The project's website describes the quarter as a "grand business and residential real estate development." A total of 350,000 square meters of business and residential space will be constructed, with four office buildings planned in the area. The anchor tenants will be Swedbank and Elisa, with supermarket chain Rimi to move in to the commercial block. One of the planned buildings is styled to become Estonia's largest office building.
However, Karl Ader said that the development will have three office buildings. "The anchor tenants are the same. The detailed plan reserves generous space for apartment developments, with construction set to start and hopefully be concluded at the same time as the business quarter," he said.
Tallinn finalizes infrastructure rules
The Hipodroomi development was stuck for a long time due to differences between landowner Alfa Property and Tallinn's Public Works Department. The area of the former hippodrome lacks water supply and the city wanted the developer to construct a rainwater removal system complete with a pump house that would cost an estimated €12 million.
This week, the city government passed regulation to fix how many streets, parks or sewage systems developers have to build.

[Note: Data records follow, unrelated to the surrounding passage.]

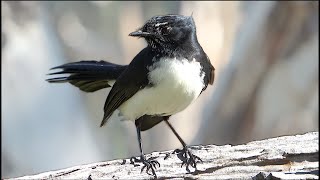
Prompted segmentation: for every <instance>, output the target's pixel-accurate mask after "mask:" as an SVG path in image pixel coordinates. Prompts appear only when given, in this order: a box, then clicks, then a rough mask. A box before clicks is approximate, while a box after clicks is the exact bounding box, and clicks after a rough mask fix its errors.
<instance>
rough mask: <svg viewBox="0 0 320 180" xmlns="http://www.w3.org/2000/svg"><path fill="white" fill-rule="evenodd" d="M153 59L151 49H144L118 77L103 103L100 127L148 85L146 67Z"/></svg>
mask: <svg viewBox="0 0 320 180" xmlns="http://www.w3.org/2000/svg"><path fill="white" fill-rule="evenodd" d="M153 57H154V53H153V52H152V51H151V48H150V47H146V48H144V49H143V50H142V51H141V52H140V53H139V54H137V55H136V56H135V57H134V59H133V60H132V61H131V63H130V64H129V66H128V68H127V69H126V70H125V71H124V72H123V73H122V74H121V75H120V76H119V78H118V79H117V81H116V82H115V84H114V85H113V87H112V89H111V91H110V92H109V94H108V97H107V100H106V102H105V105H104V116H103V120H102V122H101V125H100V127H101V126H103V125H104V124H105V123H106V122H107V120H108V118H109V117H110V116H111V115H112V113H113V112H114V111H115V110H116V109H118V108H119V106H121V104H122V103H124V102H125V101H127V100H128V99H129V98H131V97H132V96H133V95H134V94H135V93H136V92H137V91H138V90H139V89H143V88H144V87H146V86H147V85H149V81H148V72H149V71H148V69H147V67H148V66H150V65H151V63H152V58H153Z"/></svg>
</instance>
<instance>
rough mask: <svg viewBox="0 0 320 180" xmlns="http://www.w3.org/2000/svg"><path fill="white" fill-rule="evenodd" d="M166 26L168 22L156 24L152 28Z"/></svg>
mask: <svg viewBox="0 0 320 180" xmlns="http://www.w3.org/2000/svg"><path fill="white" fill-rule="evenodd" d="M166 24H168V22H163V23H157V24H155V25H154V26H155V27H158V26H161V25H166Z"/></svg>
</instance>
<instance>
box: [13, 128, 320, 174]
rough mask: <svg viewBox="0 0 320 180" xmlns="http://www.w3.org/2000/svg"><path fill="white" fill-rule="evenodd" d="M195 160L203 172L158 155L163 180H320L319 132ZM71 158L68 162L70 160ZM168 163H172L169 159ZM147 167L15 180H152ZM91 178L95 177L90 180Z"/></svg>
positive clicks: (50, 171) (223, 147) (217, 149)
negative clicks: (276, 178) (98, 179)
mask: <svg viewBox="0 0 320 180" xmlns="http://www.w3.org/2000/svg"><path fill="white" fill-rule="evenodd" d="M191 149H192V151H193V152H194V154H195V155H197V156H199V157H201V158H202V160H203V162H202V163H198V170H197V171H195V172H194V169H192V168H190V170H191V173H188V172H187V171H186V168H185V167H183V168H181V167H180V166H181V161H180V160H179V158H178V157H177V155H175V154H172V152H173V151H172V150H171V151H165V152H153V153H151V154H148V155H147V158H148V157H151V156H152V157H157V158H156V160H158V161H159V163H160V164H161V167H160V168H158V169H157V171H156V173H157V175H158V178H159V179H174V178H178V179H180V178H188V179H189V178H190V179H239V178H244V179H248V178H253V179H265V178H266V179H272V178H280V179H318V178H319V160H318V159H319V132H310V133H306V134H303V135H295V136H283V137H277V138H272V139H266V140H262V141H253V142H250V143H247V144H243V145H237V146H232V145H225V146H215V145H199V146H192V147H191ZM66 158H67V157H66ZM165 158H166V159H165ZM140 170H141V165H140V166H134V165H132V164H130V160H129V159H124V160H112V161H107V162H98V163H93V164H88V165H80V166H75V167H70V168H67V169H62V170H58V171H50V172H46V173H41V174H38V175H32V176H24V177H20V178H12V179H90V178H91V179H150V178H152V176H151V175H148V174H147V173H145V172H143V173H140ZM89 177H90V178H89Z"/></svg>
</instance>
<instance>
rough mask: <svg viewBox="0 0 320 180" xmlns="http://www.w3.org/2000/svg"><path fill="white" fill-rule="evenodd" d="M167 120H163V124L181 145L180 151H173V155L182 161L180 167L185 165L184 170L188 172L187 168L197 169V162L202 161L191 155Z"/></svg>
mask: <svg viewBox="0 0 320 180" xmlns="http://www.w3.org/2000/svg"><path fill="white" fill-rule="evenodd" d="M168 119H169V118H166V119H164V122H166V124H167V125H168V126H169V128H170V129H171V130H172V132H173V133H174V135H176V137H177V138H178V139H179V141H180V143H181V144H182V146H183V148H182V149H176V150H174V153H177V154H178V158H179V159H180V160H181V161H182V164H181V167H182V166H183V165H186V170H187V171H188V172H190V169H189V166H191V167H193V168H195V169H197V162H199V161H200V162H202V160H201V159H200V158H199V157H198V156H196V155H194V154H192V153H191V151H190V149H189V148H188V146H187V144H186V143H185V142H184V141H183V140H182V138H181V137H180V136H179V134H178V133H177V131H176V130H175V129H174V128H173V126H172V125H171V124H170V123H169V121H168Z"/></svg>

"This manages risks of an agreement that would be harmful for the city or the developer. It makes sure developers are treated fairly and transparently, and – crucially – allows developers to forecast their public infrastructure contribution well in advance," Tallinn Deputy Mayor Vladimir Svet said.
He said that the regulation includes a formula for calculating how much the developer must contribute based on the purpose of the plot.
"The formula developers will most often come across in their dealings with the city is €20 per gross square meter plus the construction price index," the deputy mayor said.
Member of the board of Alfa Property Jaanus Mikk told ERR that the city's proposal is sensible. "It makes sense for the city to construct the infrastructure and then everyone pays a fair fee for using it," he offered.